Au procès du 13-Novembre, le témoignage sans détour du juge Marc Trévidic

  • A l'aube du 13 novembre 2015, "on ne contrôle plus rien, on est incapable de gérer les départs (vers la Syrie et l'Irak, NDLR), les retours. On sait qu'on nous en veut, on a tous les signaux au rouge", lance le magistrat français de 56 ans
  • D'abord au parquet antiterroriste de Paris de 2000 à 2003, puis comme juge d'instruction antiterroriste de 2006 à août 2015, Marc Trévidic a "vu le système évoluer, parfois y arriver, parfois ne pas y arriver"

PARIS: De "l'âge d'or" à un "système qui ne fonctionne plus" lors de la vague d'attentats meurtrière de 2015. Au procès du 13-Novembre, le juge Marc Trévidic a déroulé mardi quinze ans de son expérience dans l'antiterrorisme, sans détour ni "langue de bois".  


A la barre de la cour d'assises spéciale de Paris, qui juge depuis près de huit mois les pires attentats de l'après-guerre, Marc Trévidic, cité comme témoin par une partie civile, se montre fidèle à sa réputation de magistrat au franc-parler. 


A l'aube du 13 novembre 2015, "on ne contrôle plus rien, on est incapable de gérer les départs (vers la Syrie et l'Irak, NDLR), les retours. On sait qu'on nous en veut, on a tous les signaux au rouge", lance le magistrat français de 56 ans, costume sombre, cravate rouge à motifs.  


"On n'a aucun moyen d'éviter ce qui est en train de se profiler", dit-il de son débit rapide, laissant échapper quelques rires nerveux. 


D'abord au parquet antiterroriste de Paris de 2000 à 2003, puis comme juge d'instruction antiterroriste de 2006 à août 2015, Marc Trévidic a "vu le système évoluer, parfois y arriver, parfois ne pas y arriver". 


Il a "connu l'âge d'or" du début des années 2000, cette époque "idyllique" où "la fluidité est totale" entre le renseignement et le judiciaire. 


C'est la période des filières afghanes et bosniaques, celle où "on avait les moyens" de suivre en filature des "revenants" de zones de conflit pendant un an, pointe Marc Trévidic.   


Quand il intègre la galerie des juges antiterroristes, quelques années plus tard, le paradigme a changé. 


Une "nouvelle génération" de jeunes se radicalise sur Internet, "on va les considérer comme terroristes pour éviter qu'ils le deviennent" en "poussant au maximum l'infraction d'association de malfaiteurs terroriste".  
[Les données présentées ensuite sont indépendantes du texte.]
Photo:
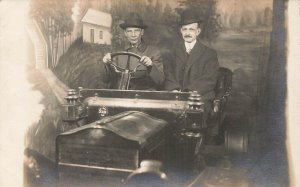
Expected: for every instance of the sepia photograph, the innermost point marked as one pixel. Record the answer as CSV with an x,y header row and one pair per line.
x,y
187,93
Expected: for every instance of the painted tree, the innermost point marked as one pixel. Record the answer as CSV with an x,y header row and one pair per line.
x,y
206,10
54,19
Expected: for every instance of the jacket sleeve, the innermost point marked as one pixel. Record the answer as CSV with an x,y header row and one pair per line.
x,y
206,82
156,72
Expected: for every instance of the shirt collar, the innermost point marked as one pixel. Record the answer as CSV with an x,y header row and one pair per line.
x,y
190,45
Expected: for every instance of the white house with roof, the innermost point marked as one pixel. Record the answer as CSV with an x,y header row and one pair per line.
x,y
96,27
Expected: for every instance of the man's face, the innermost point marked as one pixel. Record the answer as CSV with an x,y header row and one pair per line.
x,y
133,34
190,32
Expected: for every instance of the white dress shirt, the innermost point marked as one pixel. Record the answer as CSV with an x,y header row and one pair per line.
x,y
189,46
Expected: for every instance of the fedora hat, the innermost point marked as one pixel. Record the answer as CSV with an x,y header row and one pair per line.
x,y
133,20
189,16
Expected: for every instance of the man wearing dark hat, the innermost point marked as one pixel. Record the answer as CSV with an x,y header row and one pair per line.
x,y
194,67
149,76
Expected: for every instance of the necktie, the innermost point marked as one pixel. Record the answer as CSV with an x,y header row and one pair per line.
x,y
188,50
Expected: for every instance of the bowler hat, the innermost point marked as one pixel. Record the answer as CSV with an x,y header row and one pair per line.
x,y
133,20
189,16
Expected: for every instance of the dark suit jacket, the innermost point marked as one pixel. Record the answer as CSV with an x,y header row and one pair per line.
x,y
197,71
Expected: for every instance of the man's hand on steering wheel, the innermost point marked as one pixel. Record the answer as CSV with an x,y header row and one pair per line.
x,y
146,61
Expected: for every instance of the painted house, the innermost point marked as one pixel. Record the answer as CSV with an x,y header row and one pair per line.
x,y
96,27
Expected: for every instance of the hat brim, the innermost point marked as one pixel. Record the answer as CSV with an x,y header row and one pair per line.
x,y
186,22
124,26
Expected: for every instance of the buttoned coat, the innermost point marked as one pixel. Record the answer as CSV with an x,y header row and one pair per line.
x,y
196,71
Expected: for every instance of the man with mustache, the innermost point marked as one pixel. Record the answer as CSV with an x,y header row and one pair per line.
x,y
150,76
193,66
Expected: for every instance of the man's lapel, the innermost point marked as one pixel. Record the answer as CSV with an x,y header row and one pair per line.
x,y
196,52
181,52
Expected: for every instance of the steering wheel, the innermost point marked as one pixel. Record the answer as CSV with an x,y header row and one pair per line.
x,y
125,73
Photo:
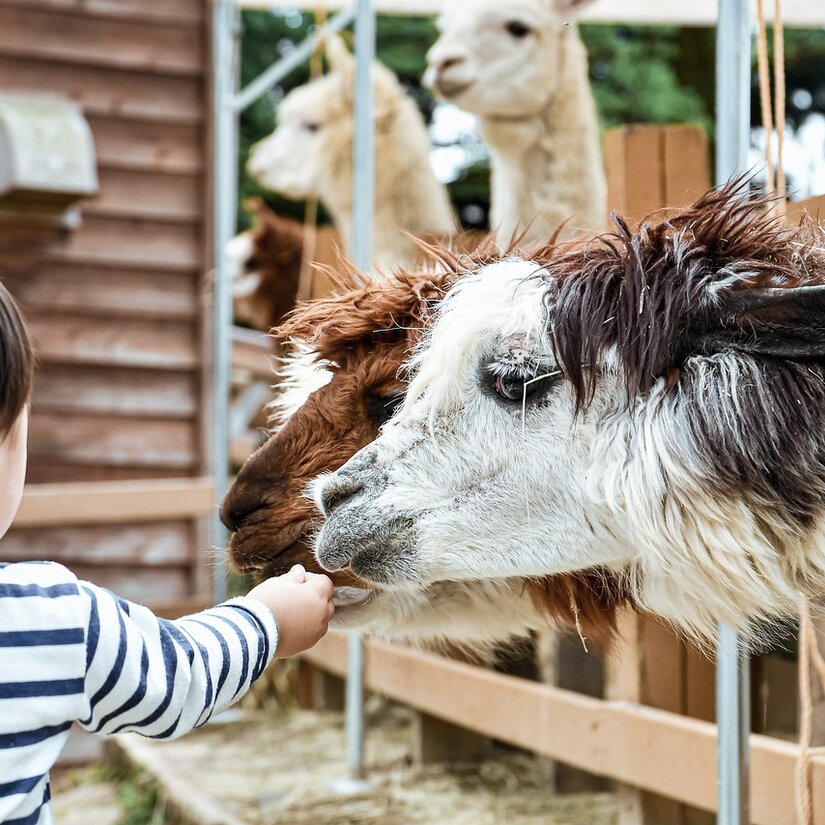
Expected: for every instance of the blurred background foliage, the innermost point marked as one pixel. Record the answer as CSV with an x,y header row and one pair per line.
x,y
639,74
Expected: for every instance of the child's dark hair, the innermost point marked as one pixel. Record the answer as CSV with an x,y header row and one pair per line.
x,y
16,362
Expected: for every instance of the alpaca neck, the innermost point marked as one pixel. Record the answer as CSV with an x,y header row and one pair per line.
x,y
408,201
547,166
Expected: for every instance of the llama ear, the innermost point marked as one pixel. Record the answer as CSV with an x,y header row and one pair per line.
x,y
779,322
566,6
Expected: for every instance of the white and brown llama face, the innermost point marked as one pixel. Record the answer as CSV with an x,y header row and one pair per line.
x,y
313,121
310,152
499,59
659,413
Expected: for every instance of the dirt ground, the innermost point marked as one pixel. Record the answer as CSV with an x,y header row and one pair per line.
x,y
86,797
270,768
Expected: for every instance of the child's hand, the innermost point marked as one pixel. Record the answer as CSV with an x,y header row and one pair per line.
x,y
302,604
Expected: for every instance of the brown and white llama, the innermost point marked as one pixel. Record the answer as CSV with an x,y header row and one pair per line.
x,y
309,155
522,68
266,263
361,338
651,402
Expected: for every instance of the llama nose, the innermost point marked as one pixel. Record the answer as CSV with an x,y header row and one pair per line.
x,y
243,498
448,62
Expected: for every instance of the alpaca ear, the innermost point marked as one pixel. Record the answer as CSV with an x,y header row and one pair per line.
x,y
572,5
779,322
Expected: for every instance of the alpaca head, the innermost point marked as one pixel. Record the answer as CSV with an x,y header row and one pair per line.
x,y
352,347
648,402
266,266
310,152
500,59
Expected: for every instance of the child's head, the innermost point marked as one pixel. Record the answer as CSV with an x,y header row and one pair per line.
x,y
16,376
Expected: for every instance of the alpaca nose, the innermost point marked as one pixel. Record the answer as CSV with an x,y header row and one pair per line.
x,y
449,62
245,497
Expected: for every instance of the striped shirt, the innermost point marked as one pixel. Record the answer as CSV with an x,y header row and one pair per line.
x,y
74,652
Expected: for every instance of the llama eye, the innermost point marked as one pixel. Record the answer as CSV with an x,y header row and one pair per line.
x,y
517,29
381,408
511,387
516,387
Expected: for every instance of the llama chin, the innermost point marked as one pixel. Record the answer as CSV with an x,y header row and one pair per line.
x,y
522,68
362,335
Du côté de la défense, des avocats qui voient dans ces propos une critique du durcissement de la réponse pénale, se délectent. 

« Pas infaillible »

Le juge, devenu président de cour d'assises à Versailles, poursuit son exposé, condamne "l'indigence" des moyens judiciaires à l'ère du "tout-renseignement", cette certitude "qu'on est invulnérable", la France n'ayant plus été frappée sur son sol depuis décembre 1996. 


Jusqu'aux crimes de Mohamed Merah en mars 2012 qui démontrent que "le système n'est pas infaillible": il "était fait pour gérer une vie judiciaire sans attentats", tance Marc Trévidic. 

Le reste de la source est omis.